"Ingress NGINX, for those who don't know it, is an ingress controller in Kubernetes clusters that manages and routes external HTTP and HTTPS traffic to the cluster's internal services based on configurable Ingress rules. It acts as a reverse proxy, ensuring that requests from clients outside the cluster are forwarded to the correct backend services within the cluster according to path, domain, and TLS configuration. As such, it's vital for network traffic management and load balancing. You know, the important stuff."
"Now this longstanding project, once celebrated for its flexibility and breadth of features, will soon be "abandonware." So what? After all, it won't be the first time a once-popular program shuffled off the stage. Off the top of my mind, dBase, Lotus 1-2-3, and VisiCalc spring to my mind. What's different is that there are still thousands of Ingress NGINX controllers in use."
"Why is it being put down, then, if it's so popular? Well, there is a good reason. As Tabitha Sable, a staff engineer at Datadog who is also co-chair of the Kubernetes special interest group for security, pointed out: "Ingress NGINX has always struggled with insufficient or barely sufficient maintainership. For years, the project has had only one or two people doing development work, on their own time, after work hours, and on weekends."
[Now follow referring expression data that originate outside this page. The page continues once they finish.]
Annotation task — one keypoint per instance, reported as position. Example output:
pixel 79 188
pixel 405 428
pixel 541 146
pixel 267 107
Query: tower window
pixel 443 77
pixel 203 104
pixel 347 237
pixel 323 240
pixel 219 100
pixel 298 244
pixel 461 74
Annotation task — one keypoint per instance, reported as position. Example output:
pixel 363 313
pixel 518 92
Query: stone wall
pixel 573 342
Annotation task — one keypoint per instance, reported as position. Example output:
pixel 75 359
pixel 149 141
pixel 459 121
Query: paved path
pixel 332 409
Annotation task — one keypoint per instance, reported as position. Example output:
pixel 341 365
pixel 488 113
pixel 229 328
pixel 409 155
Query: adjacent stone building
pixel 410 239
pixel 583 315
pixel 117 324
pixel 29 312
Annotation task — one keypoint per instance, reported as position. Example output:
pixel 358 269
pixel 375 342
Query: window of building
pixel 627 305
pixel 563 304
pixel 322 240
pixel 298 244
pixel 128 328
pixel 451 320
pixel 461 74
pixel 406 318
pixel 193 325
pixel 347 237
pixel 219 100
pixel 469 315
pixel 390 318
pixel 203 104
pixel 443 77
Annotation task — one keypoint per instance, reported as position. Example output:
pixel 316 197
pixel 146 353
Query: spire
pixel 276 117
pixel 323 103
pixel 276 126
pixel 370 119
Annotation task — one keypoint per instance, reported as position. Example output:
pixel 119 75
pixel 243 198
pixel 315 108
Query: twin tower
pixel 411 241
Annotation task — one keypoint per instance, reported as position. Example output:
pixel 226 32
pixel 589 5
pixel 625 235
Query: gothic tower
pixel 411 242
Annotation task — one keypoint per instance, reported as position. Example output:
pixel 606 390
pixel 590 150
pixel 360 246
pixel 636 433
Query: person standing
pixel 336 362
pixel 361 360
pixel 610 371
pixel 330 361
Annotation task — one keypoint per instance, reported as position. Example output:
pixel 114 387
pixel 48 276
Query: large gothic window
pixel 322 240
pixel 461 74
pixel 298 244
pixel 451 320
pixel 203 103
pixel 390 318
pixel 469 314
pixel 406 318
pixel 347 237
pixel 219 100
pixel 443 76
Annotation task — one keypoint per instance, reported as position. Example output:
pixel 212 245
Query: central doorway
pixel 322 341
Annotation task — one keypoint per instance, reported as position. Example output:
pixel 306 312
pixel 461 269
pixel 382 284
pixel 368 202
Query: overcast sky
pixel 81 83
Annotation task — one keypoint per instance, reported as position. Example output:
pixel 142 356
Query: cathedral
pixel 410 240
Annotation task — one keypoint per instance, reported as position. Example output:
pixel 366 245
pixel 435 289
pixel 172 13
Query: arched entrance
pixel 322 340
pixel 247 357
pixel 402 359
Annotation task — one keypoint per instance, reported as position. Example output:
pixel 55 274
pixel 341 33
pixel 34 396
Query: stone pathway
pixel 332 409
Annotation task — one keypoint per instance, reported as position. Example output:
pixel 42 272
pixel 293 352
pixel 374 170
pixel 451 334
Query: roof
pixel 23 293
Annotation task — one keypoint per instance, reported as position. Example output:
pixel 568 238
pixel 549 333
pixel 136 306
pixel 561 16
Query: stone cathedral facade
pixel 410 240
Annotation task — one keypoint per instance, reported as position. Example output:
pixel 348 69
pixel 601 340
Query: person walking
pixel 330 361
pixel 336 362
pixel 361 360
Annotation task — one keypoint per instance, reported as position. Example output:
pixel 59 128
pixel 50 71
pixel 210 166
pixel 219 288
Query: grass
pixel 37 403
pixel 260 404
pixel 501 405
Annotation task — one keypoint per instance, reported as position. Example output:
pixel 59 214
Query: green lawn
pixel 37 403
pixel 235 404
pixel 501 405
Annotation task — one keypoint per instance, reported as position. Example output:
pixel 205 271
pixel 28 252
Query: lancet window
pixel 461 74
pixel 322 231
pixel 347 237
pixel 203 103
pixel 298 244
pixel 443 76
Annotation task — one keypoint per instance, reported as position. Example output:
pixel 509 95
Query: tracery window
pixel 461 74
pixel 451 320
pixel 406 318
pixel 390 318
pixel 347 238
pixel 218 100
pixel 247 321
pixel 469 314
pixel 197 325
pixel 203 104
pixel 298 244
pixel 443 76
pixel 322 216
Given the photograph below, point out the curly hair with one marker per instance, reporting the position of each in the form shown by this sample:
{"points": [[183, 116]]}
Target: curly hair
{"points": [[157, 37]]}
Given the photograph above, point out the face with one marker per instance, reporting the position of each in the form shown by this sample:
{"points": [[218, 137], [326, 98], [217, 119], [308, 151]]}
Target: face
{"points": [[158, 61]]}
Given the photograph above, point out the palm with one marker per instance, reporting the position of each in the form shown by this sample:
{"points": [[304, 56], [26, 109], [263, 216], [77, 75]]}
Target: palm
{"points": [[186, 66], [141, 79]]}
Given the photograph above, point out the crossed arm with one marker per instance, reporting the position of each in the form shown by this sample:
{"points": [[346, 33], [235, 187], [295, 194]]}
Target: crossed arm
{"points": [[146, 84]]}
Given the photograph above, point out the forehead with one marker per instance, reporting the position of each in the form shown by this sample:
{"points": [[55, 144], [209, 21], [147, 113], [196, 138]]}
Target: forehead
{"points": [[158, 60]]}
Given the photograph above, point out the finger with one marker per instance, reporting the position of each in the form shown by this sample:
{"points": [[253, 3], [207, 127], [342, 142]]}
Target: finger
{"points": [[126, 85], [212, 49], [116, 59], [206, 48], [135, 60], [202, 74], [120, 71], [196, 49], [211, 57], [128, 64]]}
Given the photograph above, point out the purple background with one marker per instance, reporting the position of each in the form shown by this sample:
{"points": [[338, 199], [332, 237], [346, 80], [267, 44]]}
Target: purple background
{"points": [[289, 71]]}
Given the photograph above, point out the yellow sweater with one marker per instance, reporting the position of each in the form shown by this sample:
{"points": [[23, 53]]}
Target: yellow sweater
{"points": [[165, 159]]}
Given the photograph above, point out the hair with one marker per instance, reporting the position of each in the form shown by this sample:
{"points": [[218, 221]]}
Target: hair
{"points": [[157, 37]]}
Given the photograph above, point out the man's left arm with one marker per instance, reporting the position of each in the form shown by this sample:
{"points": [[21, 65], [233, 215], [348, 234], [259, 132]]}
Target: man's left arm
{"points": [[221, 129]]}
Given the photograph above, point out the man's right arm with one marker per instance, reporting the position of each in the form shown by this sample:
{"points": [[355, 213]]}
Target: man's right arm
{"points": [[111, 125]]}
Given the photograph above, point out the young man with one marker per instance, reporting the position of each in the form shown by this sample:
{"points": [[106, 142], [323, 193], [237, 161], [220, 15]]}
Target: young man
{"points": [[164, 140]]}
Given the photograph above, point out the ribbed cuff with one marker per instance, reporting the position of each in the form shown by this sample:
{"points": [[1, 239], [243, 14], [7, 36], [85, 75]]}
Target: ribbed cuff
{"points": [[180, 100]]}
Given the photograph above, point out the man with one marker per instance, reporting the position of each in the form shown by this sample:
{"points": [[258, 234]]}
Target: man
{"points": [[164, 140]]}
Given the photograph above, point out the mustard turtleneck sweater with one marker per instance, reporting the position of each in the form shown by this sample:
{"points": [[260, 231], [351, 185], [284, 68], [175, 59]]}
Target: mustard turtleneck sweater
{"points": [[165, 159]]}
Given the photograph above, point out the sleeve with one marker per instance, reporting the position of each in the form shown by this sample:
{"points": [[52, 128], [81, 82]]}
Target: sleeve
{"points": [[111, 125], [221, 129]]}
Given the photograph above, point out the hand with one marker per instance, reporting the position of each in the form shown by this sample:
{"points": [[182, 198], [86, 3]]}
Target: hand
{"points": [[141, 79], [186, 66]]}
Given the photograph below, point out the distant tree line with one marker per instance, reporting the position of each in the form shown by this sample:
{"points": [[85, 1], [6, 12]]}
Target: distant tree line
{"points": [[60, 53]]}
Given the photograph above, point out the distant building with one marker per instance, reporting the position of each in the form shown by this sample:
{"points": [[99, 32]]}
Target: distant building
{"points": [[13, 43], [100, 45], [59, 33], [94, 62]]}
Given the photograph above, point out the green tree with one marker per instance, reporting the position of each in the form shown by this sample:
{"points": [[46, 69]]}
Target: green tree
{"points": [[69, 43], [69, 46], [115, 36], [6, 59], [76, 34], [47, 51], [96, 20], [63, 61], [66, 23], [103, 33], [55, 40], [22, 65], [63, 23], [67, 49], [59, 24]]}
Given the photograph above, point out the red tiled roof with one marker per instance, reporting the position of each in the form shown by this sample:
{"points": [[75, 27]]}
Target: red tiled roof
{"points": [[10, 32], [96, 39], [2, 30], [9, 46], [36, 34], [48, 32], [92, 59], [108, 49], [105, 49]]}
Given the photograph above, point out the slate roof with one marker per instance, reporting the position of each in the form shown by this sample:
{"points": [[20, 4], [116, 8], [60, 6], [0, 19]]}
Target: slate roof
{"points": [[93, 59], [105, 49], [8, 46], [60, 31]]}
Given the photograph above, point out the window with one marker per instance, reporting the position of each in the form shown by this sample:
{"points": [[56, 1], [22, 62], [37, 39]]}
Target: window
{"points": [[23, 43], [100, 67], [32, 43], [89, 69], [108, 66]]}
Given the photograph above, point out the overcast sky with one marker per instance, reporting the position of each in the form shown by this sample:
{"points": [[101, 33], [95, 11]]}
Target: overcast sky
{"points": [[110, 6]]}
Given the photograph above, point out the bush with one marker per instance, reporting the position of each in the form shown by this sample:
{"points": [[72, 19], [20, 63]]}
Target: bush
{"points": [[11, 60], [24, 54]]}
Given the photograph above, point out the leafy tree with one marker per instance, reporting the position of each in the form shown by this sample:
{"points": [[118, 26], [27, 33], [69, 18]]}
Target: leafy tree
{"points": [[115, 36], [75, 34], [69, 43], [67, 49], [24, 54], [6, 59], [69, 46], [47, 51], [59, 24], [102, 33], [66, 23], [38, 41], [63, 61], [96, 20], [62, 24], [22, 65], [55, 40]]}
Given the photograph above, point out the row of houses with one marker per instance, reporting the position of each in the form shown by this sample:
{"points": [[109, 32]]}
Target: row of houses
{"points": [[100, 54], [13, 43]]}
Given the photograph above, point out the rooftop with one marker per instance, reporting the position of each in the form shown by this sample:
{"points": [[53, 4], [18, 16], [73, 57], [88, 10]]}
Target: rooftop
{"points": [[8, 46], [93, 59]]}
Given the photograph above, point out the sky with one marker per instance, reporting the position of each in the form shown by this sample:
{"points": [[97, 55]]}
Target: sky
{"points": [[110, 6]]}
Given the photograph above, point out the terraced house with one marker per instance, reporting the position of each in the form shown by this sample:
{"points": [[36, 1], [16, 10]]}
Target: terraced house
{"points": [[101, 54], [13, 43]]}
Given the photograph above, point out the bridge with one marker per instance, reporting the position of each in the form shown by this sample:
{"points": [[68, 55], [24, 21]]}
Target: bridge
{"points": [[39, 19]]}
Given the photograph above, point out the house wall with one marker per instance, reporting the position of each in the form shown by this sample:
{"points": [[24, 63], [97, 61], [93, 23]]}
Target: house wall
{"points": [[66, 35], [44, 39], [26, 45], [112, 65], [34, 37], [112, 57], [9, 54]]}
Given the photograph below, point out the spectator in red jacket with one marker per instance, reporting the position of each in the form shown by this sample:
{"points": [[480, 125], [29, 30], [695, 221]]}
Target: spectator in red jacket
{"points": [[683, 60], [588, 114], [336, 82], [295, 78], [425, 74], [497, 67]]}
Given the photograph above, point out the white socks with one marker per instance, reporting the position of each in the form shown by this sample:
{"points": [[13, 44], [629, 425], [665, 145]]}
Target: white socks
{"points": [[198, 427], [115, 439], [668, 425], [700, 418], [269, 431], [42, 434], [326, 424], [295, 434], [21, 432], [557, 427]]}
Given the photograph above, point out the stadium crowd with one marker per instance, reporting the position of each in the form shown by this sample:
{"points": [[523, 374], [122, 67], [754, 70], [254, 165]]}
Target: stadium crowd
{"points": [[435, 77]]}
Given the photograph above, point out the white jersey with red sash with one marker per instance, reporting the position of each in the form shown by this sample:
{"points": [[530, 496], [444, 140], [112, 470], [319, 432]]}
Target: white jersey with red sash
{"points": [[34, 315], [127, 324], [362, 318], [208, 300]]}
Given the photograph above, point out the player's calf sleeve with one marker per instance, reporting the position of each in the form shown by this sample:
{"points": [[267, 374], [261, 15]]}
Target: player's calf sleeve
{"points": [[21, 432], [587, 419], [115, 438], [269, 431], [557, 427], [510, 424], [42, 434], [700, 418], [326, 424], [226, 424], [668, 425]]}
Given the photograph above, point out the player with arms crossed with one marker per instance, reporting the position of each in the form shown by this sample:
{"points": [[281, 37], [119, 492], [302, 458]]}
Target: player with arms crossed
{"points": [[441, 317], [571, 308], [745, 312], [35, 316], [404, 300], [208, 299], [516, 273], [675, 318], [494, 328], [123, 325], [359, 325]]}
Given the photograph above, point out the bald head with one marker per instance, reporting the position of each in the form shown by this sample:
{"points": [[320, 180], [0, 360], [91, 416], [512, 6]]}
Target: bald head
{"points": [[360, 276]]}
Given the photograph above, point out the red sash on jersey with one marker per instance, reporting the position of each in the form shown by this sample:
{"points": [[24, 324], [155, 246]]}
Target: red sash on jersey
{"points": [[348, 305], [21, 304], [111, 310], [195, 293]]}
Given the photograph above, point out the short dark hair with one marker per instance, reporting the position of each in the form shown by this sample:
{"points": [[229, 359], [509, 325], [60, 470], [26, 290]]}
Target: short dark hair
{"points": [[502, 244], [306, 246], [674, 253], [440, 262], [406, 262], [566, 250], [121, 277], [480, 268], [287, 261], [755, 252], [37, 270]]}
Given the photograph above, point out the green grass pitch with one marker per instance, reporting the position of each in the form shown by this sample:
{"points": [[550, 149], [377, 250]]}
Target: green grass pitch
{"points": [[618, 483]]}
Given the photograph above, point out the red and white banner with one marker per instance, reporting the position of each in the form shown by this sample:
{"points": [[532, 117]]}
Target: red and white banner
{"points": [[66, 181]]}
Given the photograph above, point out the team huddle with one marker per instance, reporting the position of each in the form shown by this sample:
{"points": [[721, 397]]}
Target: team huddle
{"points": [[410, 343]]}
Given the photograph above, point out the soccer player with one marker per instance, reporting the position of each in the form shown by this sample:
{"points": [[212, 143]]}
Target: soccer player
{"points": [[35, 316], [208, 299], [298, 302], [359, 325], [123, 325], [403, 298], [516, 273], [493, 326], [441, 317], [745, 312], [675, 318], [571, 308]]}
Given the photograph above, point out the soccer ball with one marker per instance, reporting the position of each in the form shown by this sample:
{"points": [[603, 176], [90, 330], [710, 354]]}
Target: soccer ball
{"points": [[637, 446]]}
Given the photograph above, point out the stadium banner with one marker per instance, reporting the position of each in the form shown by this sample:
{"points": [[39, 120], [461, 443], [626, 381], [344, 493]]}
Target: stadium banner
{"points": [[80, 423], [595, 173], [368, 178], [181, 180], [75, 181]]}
Kubernetes will stop maintaining the Ingress NGINX controller, with support ending in March 2026 and no further releases, bugfixes, or security updates after that. Ingress NGINX functions as an ingress controller and reverse proxy, routing external HTTP/HTTPS traffic to internal services based on Ingress rules, TLS, and domains, and remains widely deployed. The project has suffered from minimal maintainership for years, with only a few volunteers doing development in their spare time. Maintainers plan to wind down Ingress NGINX and develop a replacement controller aligned with the Gateway API. Organizations should inventory deployments, plan migrations, and address security risks before end-of-life.